Washington. Am zweiten Tag ihres Nominierungsparteitags haben die US-Republikaner vor einem Wahlsieg der Demokraten gewarnt und deren Präsidentschaftskandidaten Joe Biden als gefährlichen Kriegstreiber und als Marionette der radikalen Linken dargestellt. Eine Rednerin verzichtete allerdings auf Angriffe gegen den Konkurrenten von Präsident Donald Trump: seine Ehefrau und First Lady Melania Trump.

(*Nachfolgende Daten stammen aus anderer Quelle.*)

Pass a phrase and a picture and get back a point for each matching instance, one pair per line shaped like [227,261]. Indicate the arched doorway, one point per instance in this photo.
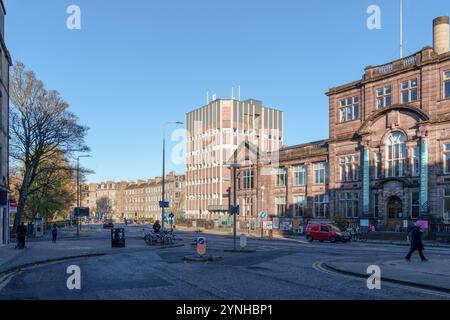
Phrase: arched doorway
[394,208]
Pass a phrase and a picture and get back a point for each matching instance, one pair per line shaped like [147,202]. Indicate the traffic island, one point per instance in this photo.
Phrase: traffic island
[241,250]
[167,246]
[197,258]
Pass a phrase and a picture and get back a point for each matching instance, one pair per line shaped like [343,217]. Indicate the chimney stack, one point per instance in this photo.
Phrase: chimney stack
[441,34]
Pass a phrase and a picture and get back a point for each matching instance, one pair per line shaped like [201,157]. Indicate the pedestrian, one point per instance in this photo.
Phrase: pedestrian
[21,235]
[54,233]
[415,237]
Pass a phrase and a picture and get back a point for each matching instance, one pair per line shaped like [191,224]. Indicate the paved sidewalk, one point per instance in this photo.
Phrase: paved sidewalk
[67,246]
[434,274]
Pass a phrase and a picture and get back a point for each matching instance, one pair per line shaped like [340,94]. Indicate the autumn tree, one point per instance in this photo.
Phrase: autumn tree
[103,206]
[41,127]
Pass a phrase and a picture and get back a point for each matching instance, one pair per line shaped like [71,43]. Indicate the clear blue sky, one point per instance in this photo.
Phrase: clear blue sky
[137,63]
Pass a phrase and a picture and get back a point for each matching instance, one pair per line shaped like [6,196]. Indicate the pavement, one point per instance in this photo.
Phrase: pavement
[289,267]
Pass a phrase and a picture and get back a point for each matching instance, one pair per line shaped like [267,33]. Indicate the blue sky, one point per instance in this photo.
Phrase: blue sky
[135,64]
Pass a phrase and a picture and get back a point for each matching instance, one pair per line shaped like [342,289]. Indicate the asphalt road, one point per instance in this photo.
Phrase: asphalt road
[277,270]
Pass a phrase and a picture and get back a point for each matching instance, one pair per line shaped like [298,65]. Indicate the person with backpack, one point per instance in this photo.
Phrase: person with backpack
[54,233]
[415,238]
[21,235]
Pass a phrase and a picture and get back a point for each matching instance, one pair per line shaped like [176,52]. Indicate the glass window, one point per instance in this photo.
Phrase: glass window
[447,204]
[415,205]
[349,204]
[396,155]
[300,205]
[300,175]
[376,205]
[320,173]
[384,97]
[320,206]
[349,168]
[349,109]
[416,162]
[409,91]
[248,179]
[447,158]
[378,166]
[281,177]
[446,84]
[281,205]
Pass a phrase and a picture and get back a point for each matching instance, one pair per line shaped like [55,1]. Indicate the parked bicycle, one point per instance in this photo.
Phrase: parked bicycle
[163,237]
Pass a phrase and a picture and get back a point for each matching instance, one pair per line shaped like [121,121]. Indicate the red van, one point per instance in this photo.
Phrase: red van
[326,232]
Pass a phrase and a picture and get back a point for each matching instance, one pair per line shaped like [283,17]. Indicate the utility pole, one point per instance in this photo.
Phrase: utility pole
[234,166]
[79,192]
[164,170]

„Mein Ehemann, unsere Familie und die Menschen in dieser Regierung kämpfen für Sie“, versicherte First Lady Melania Trump am Dienstagabend (Ortszeit) in ihrer Ansprache im Rosengarten des Weißen Hauses stattdessen. „Er liebt dieses Land und weiß, wie man etwas erreichen kann.“ Melania Trump betonte: „Ich glaube, dass wir jetzt mehr denn je die Führung meines Ehemannes brauchen.“

Trump-Sohn bei Parteitagsrede: „Mein Vater wird für euch kämpfen“

Umso schärfer teilte Präsidentensohn Eric Trump gegen Biden aus. Biden werde von den radikalen Linken gesteuert. Amerika habe aber den Faschismus und den Kommunismus besiegt. Bei der Wahl am 3. November werde es „die leeren, repressiven und radikalen Ansichten der extremen Linken besiegen“.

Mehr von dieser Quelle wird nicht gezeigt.